Fork/Join is a tool framework. The core idea of Fork/Join is to cut a large operation into several small parts to make the most efficient use of resources. It mainly involves three classes :ForkJoinPool/ForkJoinTask/RecursiveTask
An overview,
Ava. Util. Concurrent. ForkJoinPool presided over by Doug Lea Java masters writing, it can be a big task into many subtasks for parallel processing, finally the subtasks results merged into the final results, and the output. In this article to explain the Fork/Join framework, based on JDK1.8+ in the Fork/Join framework implementation, reference to the main source code of the Fork/Join framework is also based on JDK1.8+.
This article will first talk about Recursive Tasks and then cover the basic use of the Fork/Join framework.

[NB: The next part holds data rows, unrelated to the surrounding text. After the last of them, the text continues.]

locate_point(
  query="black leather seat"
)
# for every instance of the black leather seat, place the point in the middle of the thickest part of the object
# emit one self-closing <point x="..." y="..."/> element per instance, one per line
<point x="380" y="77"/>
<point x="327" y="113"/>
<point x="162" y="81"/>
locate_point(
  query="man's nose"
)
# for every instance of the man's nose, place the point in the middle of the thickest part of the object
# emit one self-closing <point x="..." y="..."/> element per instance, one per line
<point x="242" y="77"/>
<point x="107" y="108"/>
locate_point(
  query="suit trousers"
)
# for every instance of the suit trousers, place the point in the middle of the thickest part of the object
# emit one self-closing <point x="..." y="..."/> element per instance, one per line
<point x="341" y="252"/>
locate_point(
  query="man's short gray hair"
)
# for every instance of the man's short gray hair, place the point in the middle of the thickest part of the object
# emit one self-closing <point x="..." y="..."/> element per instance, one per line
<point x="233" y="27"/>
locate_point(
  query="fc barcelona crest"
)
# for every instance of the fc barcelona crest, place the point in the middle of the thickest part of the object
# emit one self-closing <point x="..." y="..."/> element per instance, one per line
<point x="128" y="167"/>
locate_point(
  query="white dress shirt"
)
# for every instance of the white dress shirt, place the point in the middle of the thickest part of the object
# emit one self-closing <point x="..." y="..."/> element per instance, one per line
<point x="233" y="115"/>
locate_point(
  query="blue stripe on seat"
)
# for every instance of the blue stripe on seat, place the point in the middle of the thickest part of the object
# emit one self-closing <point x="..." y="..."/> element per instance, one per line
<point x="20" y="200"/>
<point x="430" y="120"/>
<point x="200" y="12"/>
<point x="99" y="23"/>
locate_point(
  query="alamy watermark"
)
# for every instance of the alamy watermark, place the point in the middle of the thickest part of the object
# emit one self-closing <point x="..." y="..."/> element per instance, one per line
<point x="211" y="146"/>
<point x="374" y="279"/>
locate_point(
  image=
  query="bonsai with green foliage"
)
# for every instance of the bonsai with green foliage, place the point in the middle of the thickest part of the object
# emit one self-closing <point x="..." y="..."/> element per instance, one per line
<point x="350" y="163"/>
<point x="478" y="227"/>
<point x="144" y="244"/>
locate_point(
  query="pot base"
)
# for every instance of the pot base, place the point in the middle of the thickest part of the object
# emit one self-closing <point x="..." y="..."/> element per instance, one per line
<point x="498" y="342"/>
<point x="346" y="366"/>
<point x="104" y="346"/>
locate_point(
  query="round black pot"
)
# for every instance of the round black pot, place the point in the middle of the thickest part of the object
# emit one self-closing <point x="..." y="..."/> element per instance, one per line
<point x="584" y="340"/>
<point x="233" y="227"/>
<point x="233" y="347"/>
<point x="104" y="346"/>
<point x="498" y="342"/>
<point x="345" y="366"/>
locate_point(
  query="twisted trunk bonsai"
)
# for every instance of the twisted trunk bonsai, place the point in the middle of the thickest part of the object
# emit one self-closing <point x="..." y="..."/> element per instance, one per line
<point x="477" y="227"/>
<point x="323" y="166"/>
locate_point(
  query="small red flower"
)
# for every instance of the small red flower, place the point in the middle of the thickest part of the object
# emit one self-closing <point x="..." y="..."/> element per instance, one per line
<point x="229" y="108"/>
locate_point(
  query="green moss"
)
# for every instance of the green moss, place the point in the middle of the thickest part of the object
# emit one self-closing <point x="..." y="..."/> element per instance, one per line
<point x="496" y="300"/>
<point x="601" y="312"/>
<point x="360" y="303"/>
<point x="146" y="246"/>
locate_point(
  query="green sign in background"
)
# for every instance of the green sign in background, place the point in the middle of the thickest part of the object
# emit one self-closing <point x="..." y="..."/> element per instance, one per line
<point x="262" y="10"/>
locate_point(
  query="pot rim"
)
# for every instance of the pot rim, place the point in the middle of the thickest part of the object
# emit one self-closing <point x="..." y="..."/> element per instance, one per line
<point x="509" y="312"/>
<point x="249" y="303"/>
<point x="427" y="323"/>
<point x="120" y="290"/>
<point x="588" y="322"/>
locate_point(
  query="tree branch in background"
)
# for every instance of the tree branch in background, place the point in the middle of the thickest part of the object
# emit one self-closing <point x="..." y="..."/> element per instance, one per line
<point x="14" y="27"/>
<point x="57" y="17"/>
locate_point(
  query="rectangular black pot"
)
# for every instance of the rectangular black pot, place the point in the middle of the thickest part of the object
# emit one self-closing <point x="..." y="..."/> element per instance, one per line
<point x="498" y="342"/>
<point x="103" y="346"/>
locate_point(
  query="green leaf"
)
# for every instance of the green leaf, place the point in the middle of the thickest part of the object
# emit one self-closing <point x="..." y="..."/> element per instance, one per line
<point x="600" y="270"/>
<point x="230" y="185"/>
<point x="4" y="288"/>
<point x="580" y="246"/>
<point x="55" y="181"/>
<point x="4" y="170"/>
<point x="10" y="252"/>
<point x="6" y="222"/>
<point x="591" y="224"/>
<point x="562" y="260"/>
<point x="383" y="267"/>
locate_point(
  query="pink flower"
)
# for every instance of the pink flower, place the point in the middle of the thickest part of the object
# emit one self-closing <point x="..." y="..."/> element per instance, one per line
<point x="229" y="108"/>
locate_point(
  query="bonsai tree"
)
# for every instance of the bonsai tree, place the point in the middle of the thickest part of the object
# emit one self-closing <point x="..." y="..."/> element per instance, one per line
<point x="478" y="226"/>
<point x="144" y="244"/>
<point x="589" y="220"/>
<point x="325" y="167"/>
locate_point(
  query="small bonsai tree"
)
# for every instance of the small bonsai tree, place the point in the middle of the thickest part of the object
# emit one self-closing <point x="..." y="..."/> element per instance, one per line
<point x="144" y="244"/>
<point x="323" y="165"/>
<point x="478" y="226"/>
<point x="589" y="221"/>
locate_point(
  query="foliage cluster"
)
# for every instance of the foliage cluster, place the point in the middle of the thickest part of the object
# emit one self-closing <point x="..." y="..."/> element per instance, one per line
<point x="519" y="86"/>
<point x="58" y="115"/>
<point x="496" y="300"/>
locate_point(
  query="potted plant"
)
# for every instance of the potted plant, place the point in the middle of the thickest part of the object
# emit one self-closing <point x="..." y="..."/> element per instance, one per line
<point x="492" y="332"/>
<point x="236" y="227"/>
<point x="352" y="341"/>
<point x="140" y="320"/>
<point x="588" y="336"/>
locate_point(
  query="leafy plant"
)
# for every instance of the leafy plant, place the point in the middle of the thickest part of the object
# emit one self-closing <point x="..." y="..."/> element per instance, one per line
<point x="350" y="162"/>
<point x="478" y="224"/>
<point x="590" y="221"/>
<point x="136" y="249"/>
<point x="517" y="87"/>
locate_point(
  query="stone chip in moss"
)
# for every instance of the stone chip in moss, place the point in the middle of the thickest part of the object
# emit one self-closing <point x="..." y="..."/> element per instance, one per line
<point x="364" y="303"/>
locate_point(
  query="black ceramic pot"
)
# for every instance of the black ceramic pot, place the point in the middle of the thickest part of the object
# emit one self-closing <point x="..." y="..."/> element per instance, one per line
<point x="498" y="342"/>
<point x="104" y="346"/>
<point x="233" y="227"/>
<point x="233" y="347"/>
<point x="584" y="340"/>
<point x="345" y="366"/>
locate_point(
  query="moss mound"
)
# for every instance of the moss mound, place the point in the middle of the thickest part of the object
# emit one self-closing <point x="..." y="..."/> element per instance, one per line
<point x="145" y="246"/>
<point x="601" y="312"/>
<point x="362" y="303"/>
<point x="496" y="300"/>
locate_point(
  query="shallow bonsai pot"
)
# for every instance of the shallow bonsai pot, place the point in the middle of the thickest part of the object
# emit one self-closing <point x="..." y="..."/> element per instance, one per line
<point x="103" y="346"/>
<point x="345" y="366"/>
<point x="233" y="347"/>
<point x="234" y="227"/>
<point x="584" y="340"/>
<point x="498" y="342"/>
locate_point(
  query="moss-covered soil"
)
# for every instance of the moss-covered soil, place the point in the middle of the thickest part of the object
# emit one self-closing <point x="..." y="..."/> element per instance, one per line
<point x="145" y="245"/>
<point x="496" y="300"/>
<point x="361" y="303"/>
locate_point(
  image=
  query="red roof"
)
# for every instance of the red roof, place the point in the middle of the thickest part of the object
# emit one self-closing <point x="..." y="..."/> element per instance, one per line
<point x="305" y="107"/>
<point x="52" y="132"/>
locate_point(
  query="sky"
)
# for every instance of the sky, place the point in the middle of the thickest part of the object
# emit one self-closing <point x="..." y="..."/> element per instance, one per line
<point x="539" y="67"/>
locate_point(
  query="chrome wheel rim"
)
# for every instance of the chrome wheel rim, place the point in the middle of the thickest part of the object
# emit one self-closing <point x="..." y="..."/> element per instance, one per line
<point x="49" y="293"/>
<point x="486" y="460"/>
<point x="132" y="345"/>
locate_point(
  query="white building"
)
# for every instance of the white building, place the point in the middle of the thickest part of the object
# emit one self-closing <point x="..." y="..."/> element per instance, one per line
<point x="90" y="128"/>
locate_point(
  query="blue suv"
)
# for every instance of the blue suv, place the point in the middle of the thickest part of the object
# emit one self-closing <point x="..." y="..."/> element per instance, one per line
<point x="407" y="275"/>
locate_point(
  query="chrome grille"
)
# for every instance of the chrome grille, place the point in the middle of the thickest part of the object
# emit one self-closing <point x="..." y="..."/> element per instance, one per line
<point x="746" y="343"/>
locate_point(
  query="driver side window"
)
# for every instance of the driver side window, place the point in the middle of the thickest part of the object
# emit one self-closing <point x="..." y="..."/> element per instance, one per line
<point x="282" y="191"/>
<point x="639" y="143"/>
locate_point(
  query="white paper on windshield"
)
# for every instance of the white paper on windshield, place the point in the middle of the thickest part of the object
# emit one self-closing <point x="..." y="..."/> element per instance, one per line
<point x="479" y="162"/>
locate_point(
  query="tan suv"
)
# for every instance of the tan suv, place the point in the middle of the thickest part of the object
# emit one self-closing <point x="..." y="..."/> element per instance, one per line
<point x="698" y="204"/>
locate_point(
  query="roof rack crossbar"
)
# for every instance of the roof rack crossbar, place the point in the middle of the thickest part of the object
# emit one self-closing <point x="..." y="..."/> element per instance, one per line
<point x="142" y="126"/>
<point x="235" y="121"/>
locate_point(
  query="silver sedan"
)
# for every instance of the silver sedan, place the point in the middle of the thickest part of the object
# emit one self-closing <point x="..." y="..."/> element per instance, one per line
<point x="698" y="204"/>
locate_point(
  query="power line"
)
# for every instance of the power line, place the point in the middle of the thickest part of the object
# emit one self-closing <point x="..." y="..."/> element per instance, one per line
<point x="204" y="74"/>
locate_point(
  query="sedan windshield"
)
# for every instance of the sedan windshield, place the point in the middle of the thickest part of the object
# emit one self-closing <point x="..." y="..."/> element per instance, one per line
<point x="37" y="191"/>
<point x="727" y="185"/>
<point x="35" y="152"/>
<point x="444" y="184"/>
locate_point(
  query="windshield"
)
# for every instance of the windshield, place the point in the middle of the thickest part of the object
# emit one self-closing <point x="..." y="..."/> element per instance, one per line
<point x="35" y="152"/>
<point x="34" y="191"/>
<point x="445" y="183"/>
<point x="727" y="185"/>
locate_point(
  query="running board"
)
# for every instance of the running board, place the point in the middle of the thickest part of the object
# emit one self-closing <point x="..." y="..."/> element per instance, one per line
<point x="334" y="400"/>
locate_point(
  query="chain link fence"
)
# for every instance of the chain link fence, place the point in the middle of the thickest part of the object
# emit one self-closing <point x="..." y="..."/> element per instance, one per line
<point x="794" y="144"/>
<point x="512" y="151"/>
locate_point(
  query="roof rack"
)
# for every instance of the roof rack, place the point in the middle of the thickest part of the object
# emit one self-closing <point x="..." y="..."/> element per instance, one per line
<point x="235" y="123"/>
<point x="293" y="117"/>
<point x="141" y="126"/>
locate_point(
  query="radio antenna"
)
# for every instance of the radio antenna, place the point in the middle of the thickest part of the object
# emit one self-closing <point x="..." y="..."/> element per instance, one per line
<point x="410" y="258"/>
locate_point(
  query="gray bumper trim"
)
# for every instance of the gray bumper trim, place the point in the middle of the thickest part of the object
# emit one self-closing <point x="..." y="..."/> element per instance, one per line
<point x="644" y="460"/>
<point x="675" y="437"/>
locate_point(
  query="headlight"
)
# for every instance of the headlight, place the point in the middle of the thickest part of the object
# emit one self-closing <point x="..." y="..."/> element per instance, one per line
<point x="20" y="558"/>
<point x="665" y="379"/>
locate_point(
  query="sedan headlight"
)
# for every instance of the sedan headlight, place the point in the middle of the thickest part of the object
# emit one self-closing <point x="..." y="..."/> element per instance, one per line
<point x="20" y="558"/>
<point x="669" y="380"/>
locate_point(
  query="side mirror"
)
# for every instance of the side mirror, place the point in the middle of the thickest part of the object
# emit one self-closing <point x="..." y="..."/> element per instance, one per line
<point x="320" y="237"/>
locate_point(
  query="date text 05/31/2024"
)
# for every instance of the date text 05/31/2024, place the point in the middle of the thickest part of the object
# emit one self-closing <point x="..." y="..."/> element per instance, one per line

Then combined with the working principle of Fork/Join framework to understand the use points that need to pay attention to; Finally, the Fork/Join framework is used to solve some practical problems.
2, say RecursiveTask
RecursiveTask is a recursive implementation of ForkJoinTask. For example, it can be used to calculate Fibonacci sequences:
class Fibonacci extends RecursiveTask<Integer> { final int n; Fibonacci(int n) { this.n = n; } Integer compute() { if (n <= 1) return n; Fibonacci f1 = new Fibonacci(n - 1); f1.fork(); Fibonacci f2 = new Fibonacci(n - 2); return f2.compute() + f1.join(); }}Copy the code
The ForkJoinTask interface is inherited by RecursiveTask, which has several main methods inside:
// Node 1: returns the result and stores the final result V result; // Node 2: compute, protected abstract V compute(); Public final V getRawResult() {return result; } // Node 4: compute protected final Boolean exec() {result = compute(); return true; }Copy the code
Basic use of Fork/Join framework
Here is a simple example of using the Fork/Join framework, in which we calculate the sum of 1-1001:
Public class ForkJoinPool {private static final Integer = 200; public class forkJoinPool {private static final Integer = 200; Static class MyForkJoinTask extends RecursiveTask<Integer> {private Integer startValue; // The value calculated at the end of the subtask private Integer endValue; public MyForkJoinTask(Integer startValue , Integer endValue) { this.startValue = startValue; this.endValue = endValue; } @override protected Integer compute() {// if this is true, If (endValue - startValue < MAX) {system.out.println (" startValue "); startValue = " + startValue + "; endValue = " + endValue); Integer totalValue = 0; for(int index = this.startValue ; index <= this.endValue ; index++) { totalValue += index; } return totalValue; } else {MyForkJoinTask subTask1 = new MyForkJoinTask(startValue, (startValue + endValue) / 2); subTask1.fork(); MyForkJoinTask subTask2 = new MyForkJoinTask((startValue + endValue) / 2 + 1 , endValue); subTask2.fork(); return subTask1.join() + subTask2.join(); }}} public static void main(String[] args) {// This is the thread pool of the Fork/Join framework ForkJoinPool pool = new ForkJoinPool(); ForkJoinTask<Integer> taskFuture = pool. Submit (new MyForkJoinTask(1,1001)); try { Integer result = taskFuture.get(); System.out.println("result = " + result); } catch (InterruptedException | ExecutionException e) { e.printStackTrace(System.out); }}}Copy the code
The above code is simple, with comments at key points. This article illustrates the main points in the above examples. First take a look at the possible execution results of the above example code:
StartValue = 1; StartValue = 127; EndValue = 251 startValue = 252; StartValue = 377; EndValue = 501; startValue = 502; StartValue = 627; endValue = 626; StartValue = 752; endValue = 751; StartValue = 877; endValue = 876; endValue = 1001 result = 501501Copy the code
4. Work sequence diagram
The following figure shows an overview of how this code works, but the inner workings of the Fork/Join framework are much more complex, such as how to determine which thread to run a recursive task; Another example is how to decide whether to create a new thread to run when a task/subtask is submitted to the Fork/Join framework or to queue it.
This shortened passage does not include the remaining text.